Purpose: Histology still forms the backbone for the diagnosis of the myxoid and round cell subtypes of liposarcoma but the molecular identification of the different transcript variants remains a challenge, due, in part, to the complexity of multiple overlapping exons that they share between them. This study was conducted to develop and evaluate a more sensitive platform than existing semi-quantitative approaches for detecting FUS-CHOP transcripts.
Materials and methods: In the present investigation we describe a novel approach using real-time PCR to identify and differentiate the fusion transcripts formed in the t(12; 16)(q13; p11) chromosomal translocation. This method is founded on the basis of transcript individualized primers and probes, which were designed to detect specifically the different variants in both frozen and FFPE tissues.
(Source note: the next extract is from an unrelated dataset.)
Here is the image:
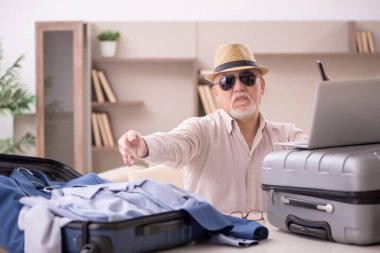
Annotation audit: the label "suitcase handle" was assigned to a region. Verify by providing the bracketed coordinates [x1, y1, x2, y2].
[136, 219, 185, 236]
[281, 196, 334, 213]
Results: Our results show that the method is highly specific, sensitive, and superior to the widely used nested PCR approach, and is accurately able to differentiate the most common variants, as well as quantify copy numbers. Primer amplification and probe detection of FUS-CHOP from genomic DNA of human, mouse, cocker spaniel and chicken sources all resulted in completely negative results indicating this technique is specific for human RNA derived transcripts.
Conclusion: This new method offers an additional tool in the investigation of liposarcoma that may impact considerably on missed diagnosis and it's accompanying clinical ramifications.